Scientists Discover the First Carbon-Rich Planet—Which May Have Mountains of Diamonds
Michio Kaku is a futurist, popularizer of science, and theoretical physicist, as well as a bestselling author and the host of two radio programs. He is the co-founder of string field theory (a branch of string theory), and continues Einstein’s search to unite the four fundamental forces of nature into one unified theory. He holds the Henry Semat Chair and Professorship in theoretical physics and a joint appointment at City College of New York and the Graduate Center of C.U.N.Y. He is also a visiting professor at the Institute for Advanced Study in Princeton and is a Fellow of the American Physical Society.
Kaku launched his Big Think blog, "Dr. Kaku's Universe," in March 2010.
On the 9th of December, Astronomers Madhusudhan, Harrington and colleagues recently discovered a massive gas giant planet, orbiting a star which they have coined the first carbon-rich world ever observed. The planet, called WASP-12b was observed with NASA's Spitzer Space Telescope, using a technique in astronomy circles called a secondary eclipse (when the planet is blocked by its star). The planet itself was discovered last year but this new discovery has successfully assessed its atmosphere, proving that this is the first planet discovered that has the carbon-to-oxygen ratios reversed. This most recent discovery was built upon previously studies from ground-based operations and it is a game changer for future observations.
You are probably wondering how they come up with the names for these planets. Well, WASP-12b is an acronym which stands for Wide Angle Search for Planets. It's about 1.4 to 1.5 as large as planet Jupiter and it's location is approximately 1,200 light years from Earth. However, unlike most planets; WASP-12b is not round. In fact, it's own star's gravity stretches it into an egg shape; The star's massive gravity is also sucking mass off of WASP-12b which orbits currently around the carbon-rich planet. JPL recently stated that astronomers don't currently have the technology to observe the cores of exoplanets, or planets orbiting beyond our sun, but their theories hint at these intriguing possibilities.
The exoplanet however is thought to be far away from supporting any kind of life and is, in fact, one the hottest exoplanets we have found to date. In terms of temperature, the side that faces its sun is scorching at over 4,000 degrees Fahrenheit. But NASA's recent announcement on astrobiology and how bacterium can thrive in an environment of arsenic has everyone singing a different tune these days of how adaptive life really is. As I have stated in previously interviews about this astrobiology announcement: all biology textbooks across the globe now have to be revised. Another interesting feature is how fast this planet travels. Earth for example takes 365 days to make a trip around the sun while WASP-12b screams around its sun in about a day.

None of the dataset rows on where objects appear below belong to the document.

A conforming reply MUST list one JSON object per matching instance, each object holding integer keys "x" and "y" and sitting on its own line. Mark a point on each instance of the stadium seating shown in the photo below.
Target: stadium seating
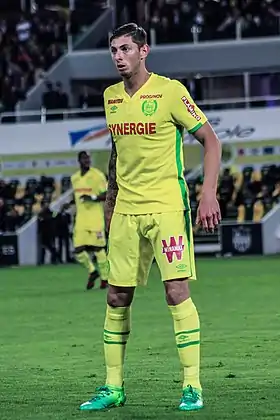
{"x": 22, "y": 201}
{"x": 243, "y": 196}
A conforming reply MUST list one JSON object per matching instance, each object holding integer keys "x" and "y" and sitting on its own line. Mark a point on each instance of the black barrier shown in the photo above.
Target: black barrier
{"x": 8, "y": 249}
{"x": 241, "y": 239}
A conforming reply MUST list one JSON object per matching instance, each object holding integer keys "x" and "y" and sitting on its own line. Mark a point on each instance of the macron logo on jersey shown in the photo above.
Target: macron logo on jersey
{"x": 128, "y": 129}
{"x": 155, "y": 96}
{"x": 115, "y": 101}
{"x": 190, "y": 108}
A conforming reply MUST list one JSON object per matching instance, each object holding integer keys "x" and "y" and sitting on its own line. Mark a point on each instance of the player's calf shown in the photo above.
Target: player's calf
{"x": 187, "y": 335}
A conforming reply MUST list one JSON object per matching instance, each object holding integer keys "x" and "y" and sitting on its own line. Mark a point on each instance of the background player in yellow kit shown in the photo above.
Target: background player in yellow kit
{"x": 147, "y": 208}
{"x": 89, "y": 185}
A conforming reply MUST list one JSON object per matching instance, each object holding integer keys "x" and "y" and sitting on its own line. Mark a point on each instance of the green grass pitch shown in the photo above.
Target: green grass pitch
{"x": 51, "y": 353}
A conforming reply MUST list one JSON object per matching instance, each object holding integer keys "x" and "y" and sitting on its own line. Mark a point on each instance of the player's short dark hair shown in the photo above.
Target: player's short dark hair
{"x": 137, "y": 33}
{"x": 81, "y": 154}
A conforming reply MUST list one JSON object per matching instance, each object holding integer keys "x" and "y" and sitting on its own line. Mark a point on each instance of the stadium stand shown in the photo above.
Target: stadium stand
{"x": 243, "y": 196}
{"x": 178, "y": 21}
{"x": 19, "y": 202}
{"x": 31, "y": 41}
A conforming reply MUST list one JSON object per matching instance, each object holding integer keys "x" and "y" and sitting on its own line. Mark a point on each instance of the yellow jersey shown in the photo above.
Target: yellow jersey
{"x": 147, "y": 129}
{"x": 89, "y": 215}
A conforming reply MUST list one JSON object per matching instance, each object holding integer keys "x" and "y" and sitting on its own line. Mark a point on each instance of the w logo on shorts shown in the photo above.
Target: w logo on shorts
{"x": 174, "y": 248}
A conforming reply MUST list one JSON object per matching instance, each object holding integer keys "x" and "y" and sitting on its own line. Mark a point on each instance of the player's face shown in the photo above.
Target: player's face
{"x": 85, "y": 161}
{"x": 127, "y": 56}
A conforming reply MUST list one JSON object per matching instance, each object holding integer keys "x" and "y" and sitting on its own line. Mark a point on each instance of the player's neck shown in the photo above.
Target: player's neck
{"x": 84, "y": 171}
{"x": 136, "y": 81}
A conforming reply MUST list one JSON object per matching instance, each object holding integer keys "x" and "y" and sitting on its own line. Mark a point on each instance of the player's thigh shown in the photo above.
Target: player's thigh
{"x": 173, "y": 246}
{"x": 130, "y": 255}
{"x": 89, "y": 238}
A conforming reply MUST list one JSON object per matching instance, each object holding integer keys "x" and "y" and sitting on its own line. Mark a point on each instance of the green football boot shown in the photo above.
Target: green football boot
{"x": 191, "y": 399}
{"x": 106, "y": 397}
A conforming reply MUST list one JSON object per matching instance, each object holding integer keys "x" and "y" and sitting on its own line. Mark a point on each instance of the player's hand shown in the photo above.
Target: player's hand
{"x": 108, "y": 218}
{"x": 208, "y": 212}
{"x": 87, "y": 198}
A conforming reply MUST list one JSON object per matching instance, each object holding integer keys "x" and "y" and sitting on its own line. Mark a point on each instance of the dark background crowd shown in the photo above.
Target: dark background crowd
{"x": 34, "y": 37}
{"x": 32, "y": 40}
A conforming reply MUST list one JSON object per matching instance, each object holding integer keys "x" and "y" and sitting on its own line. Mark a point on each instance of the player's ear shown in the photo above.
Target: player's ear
{"x": 144, "y": 51}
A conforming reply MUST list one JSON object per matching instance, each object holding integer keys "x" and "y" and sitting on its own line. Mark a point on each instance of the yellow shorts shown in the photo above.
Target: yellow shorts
{"x": 85, "y": 237}
{"x": 135, "y": 240}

Team member Madhusudhan stated in a telephone interview with Bloomberg.com that "Like Jupiter, WASP-12b is made largely of gas, only it's core contains carbon-based minerals such as diamonds and graphite." Yes, this means that there could be mountain sized chunks of diamonds, but I suppose that they aren't worth much considering that they are over 1,000 light years away. What's most interesting about the discovery of a carbon-rich planet is that it suggests that our universe may be teeming with them (this we can only assume, as this is the first one, but it's a safe bet). We are already aware that carbon basically forms the entire backbone of biology for the vast majority of life here on Earth. Carbon is a versatile element when it comes to the "chemistry of life, are that it has four valence bonds and that the energy required to make or break a bond is just at an appropriate level for building molecules which are not only stable, but also reactive. The fact that carbon atoms bond readily to other carbon atoms allows for the building of arbitrarily long and complex molecules."
These new results are now throwing up lots of questions into how planets are formed and even how we hunt for them. What this team has discovered is something that has essentially never been seen before. Planet hunters generally assume that other planets should be similar to the planets in our own Solar System. Madhusudhan suggests that a plethora of different life forms might thrive on carbon-rich methane rather than water or oxygen, and that this planet reveals the astounding diversity of worlds out there.